Le bungalow d'Hermès dégageait une impression étouffante. Enfin, c'était l'opinion personnelle du tout dernier pensionnaire en date. Il y avait des affaires partout, des cris partout, des gens partout. Et pas juste les demi-dieux affiliés au dieu des voyageurs.
« Tu croyais quoi, morpion ? » lui avait lancé une grande fille à la crinière blonde hirsute et aux bras musclés alors qu'il béait devant sa déclaration d'être fille d'Enyo, déesse de la destruction et du carnage. « Que seuls les Douze pouvaient se payer du bon temps ? Les gosses de dieux mineurs, faut bien qu'ils aillent quelque part ! »
Après réflexion, ça tombait sous le sens. Mais sur le coup, il s'était senti affreusement bête, et il avait le pressentiment que ça ne serait pas la seule occasion pour lui. Il fallait juste serrer les dents et encaisser les coups, en priant pour qu'un de ces coups ne soit pas trop fort et finisse par lui briser les os. Haut les cœurs, Re – Kevin. Il s'appelait Kevin, maintenant. Kevin Thompson était le nouvel arrivant à la Colonie des Sang-mêlés.
(s'il se répète ça encore et encore peut-être bien qu'il oubliera jusqu'à l'existence de Reggie Black, et il ne sait pas si c'est quelque chose dont il a envie ou qui l'effraie)
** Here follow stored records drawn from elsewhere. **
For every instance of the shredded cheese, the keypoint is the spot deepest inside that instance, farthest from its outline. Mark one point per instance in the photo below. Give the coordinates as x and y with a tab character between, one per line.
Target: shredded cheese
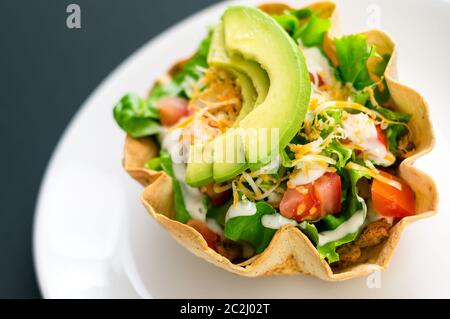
374	174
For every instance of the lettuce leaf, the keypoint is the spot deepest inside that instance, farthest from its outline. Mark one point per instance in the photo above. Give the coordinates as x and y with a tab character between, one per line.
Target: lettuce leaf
341	154
353	51
304	25
181	213
312	33
250	228
154	164
135	116
330	222
139	117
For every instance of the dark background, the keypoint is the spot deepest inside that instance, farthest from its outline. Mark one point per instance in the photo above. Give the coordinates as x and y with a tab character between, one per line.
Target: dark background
46	72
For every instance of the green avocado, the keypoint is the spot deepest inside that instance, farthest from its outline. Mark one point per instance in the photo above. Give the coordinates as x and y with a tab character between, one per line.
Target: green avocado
200	171
255	36
258	37
219	57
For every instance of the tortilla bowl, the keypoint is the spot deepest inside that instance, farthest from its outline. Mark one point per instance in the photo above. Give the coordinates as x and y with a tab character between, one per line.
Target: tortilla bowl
290	251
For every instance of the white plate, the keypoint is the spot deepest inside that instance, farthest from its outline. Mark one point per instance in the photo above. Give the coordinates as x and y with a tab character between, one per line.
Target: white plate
93	238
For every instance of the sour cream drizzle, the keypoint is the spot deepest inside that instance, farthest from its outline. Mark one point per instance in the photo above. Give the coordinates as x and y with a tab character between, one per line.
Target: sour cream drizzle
242	208
318	64
348	227
214	226
276	221
192	196
270	168
361	130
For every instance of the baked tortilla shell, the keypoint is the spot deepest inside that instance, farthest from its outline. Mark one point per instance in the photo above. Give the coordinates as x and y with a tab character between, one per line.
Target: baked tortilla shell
290	251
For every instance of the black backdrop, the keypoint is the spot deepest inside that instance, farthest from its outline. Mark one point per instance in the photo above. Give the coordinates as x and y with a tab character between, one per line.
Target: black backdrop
46	72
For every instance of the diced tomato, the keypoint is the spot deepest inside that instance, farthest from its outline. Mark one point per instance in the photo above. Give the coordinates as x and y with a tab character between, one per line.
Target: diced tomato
313	200
328	190
382	137
217	199
210	236
299	203
172	109
389	201
312	78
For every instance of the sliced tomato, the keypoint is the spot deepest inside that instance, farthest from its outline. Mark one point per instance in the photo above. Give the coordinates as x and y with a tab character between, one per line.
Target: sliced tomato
382	137
389	201
172	109
217	199
313	200
328	190
300	203
209	236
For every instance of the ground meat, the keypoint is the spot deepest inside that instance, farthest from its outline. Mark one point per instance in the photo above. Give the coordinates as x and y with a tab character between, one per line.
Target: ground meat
373	234
364	188
348	254
228	248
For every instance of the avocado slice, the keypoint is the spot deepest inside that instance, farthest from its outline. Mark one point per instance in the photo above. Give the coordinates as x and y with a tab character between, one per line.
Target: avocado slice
219	57
256	36
199	170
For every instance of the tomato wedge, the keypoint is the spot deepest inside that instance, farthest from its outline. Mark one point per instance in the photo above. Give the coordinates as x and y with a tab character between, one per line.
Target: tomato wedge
209	236
389	201
328	190
313	200
172	109
382	137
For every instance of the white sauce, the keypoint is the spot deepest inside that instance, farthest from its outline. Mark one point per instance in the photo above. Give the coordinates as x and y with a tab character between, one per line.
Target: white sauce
214	226
192	196
307	173
276	221
270	168
349	226
361	130
242	208
373	216
318	64
247	250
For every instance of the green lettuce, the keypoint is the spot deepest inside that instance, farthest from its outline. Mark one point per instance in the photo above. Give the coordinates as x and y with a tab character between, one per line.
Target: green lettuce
181	213
310	30
353	51
218	212
135	116
330	222
250	228
139	117
154	164
339	153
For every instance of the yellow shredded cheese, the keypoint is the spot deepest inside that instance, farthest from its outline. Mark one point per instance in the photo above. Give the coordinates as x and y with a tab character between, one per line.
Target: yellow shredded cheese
374	174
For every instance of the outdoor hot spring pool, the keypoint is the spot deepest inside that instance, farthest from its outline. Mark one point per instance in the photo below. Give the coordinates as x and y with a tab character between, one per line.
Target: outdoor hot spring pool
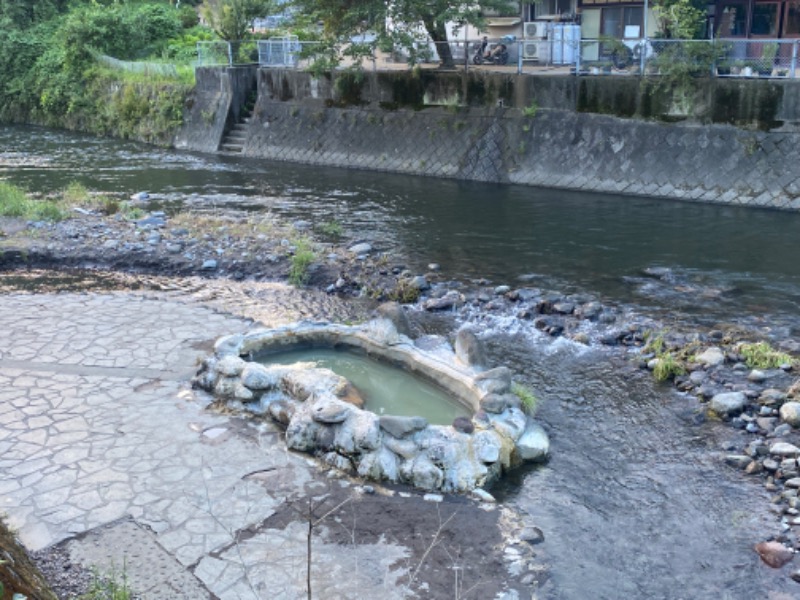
386	389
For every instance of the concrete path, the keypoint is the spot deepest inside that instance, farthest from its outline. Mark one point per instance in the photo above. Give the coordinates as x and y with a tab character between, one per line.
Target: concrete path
104	447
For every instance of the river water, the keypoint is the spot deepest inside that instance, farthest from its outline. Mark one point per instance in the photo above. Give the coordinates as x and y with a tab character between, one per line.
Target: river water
634	503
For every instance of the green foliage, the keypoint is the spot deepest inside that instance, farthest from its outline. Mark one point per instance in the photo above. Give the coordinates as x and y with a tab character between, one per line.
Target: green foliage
300	262
344	19
331	229
405	292
667	367
680	19
667	364
112	586
527	398
15	202
761	355
530	110
230	19
49	72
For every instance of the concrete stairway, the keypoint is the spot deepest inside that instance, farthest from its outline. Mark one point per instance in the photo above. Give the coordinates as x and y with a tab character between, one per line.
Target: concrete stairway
234	139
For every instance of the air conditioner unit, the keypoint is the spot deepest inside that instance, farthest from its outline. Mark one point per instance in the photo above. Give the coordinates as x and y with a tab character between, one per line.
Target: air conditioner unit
536	50
536	29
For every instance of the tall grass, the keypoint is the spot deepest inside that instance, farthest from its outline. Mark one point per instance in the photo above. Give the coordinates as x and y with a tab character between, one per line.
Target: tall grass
15	202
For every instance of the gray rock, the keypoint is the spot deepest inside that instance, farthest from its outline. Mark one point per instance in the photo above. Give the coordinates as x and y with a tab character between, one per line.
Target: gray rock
495	403
230	365
362	248
420	283
790	413
533	445
728	403
258	377
494	381
711	357
463	424
451	299
401	426
738	461
487	446
426	475
282	411
784	449
510	423
469	348
330	410
395	313
532	535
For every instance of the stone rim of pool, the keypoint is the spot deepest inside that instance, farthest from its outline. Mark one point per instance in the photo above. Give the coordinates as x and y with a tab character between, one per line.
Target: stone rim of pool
311	403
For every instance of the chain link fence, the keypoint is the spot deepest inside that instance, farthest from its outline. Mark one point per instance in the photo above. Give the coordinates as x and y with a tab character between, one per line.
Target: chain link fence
563	51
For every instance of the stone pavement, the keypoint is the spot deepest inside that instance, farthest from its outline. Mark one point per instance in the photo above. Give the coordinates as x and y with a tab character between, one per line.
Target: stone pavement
105	448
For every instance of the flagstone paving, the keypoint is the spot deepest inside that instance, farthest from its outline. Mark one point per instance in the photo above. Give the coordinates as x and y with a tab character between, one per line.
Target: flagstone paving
106	449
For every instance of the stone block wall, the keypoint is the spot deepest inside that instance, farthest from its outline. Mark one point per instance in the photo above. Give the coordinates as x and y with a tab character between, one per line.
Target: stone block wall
736	144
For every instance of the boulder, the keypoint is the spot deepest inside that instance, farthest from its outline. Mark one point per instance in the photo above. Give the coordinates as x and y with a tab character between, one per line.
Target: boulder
510	423
790	413
533	445
395	313
784	449
469	348
494	381
711	357
495	403
463	424
281	411
401	426
330	410
774	554
258	377
425	475
362	248
230	365
487	446
728	403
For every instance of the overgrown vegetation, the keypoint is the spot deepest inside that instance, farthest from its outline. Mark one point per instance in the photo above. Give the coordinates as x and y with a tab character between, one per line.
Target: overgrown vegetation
300	262
761	355
15	202
63	64
526	397
110	586
668	363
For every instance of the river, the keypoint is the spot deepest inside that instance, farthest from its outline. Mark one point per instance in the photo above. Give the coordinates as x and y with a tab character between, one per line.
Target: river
634	503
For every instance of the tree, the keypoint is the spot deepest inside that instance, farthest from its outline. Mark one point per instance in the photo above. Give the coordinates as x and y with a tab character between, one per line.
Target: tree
231	19
680	19
400	23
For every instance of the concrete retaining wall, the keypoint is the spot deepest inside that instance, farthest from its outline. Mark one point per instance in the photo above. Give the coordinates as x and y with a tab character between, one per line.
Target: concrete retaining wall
732	141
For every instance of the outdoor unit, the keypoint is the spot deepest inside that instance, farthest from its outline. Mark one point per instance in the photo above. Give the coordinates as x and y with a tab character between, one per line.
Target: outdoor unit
536	30
536	50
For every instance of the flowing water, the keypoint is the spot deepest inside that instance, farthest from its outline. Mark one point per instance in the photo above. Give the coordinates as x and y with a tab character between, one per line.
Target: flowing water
385	389
634	503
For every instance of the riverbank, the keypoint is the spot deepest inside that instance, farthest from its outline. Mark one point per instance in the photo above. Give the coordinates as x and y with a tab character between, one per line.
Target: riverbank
145	245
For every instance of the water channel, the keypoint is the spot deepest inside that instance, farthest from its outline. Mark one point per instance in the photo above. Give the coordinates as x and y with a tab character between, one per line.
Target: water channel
634	503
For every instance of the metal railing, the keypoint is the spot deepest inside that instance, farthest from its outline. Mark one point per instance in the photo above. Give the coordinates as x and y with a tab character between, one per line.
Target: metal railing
564	52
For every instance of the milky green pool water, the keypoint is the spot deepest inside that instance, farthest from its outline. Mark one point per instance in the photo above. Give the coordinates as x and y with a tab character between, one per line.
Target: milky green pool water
386	389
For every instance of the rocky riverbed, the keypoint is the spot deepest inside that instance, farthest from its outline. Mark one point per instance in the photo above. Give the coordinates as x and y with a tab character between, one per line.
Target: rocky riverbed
759	404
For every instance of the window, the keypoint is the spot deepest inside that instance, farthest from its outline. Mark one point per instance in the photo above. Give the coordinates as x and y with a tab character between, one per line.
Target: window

Kevin Thompson ne semblait pas vraiment provoquer l'enthousiasme de ses nouveaux colocataires. En partie parce qu'il fallait lui trouver un coin où se caser, et vu à quel point le bungalow était déjà encombré, plus facile à dire qu'à faire. Personne n'aime être obligé de marcher encore plus sur les pieds du voisin, ou de se faire marcher sur les pieds juste parce qu'un petit morveux vient de dégringoler dans votre espace de vie.
L'autre raison de l'impopularité de Kevin aussi était des plus simples, vu qu'il empestait comme s'il était tombé dans une poubelle – ce qui était en fait le cas. Plus exactement, il avait sauté dans la poubelle, histoire de tenter une stratégie de survie : puisque les monstres repéraient les demi-dieux à leur odeur, pourquoi ne pas essayer de camoufler son relent corporel naturel via d'autres fumets plus âcres ? Ça et ce n'était pas comme s'il pouvait se doucher tous les jours quand il n'avait même pas un toit au-dessus de la tête.
Ça avait eu l'air de marcher, vu que Ferdinand avait confessé n'avoir eu aucune confirmation que le garçon n'était pas entièrement humain avant de lui mettre carrément le nez dessus, et encore avait-il dû inspirer profondément. Vraiment dommage que l'hybride castor-crocodile des égouts soit trop habitué à la puanteur pour se laisser rouler dans la farine.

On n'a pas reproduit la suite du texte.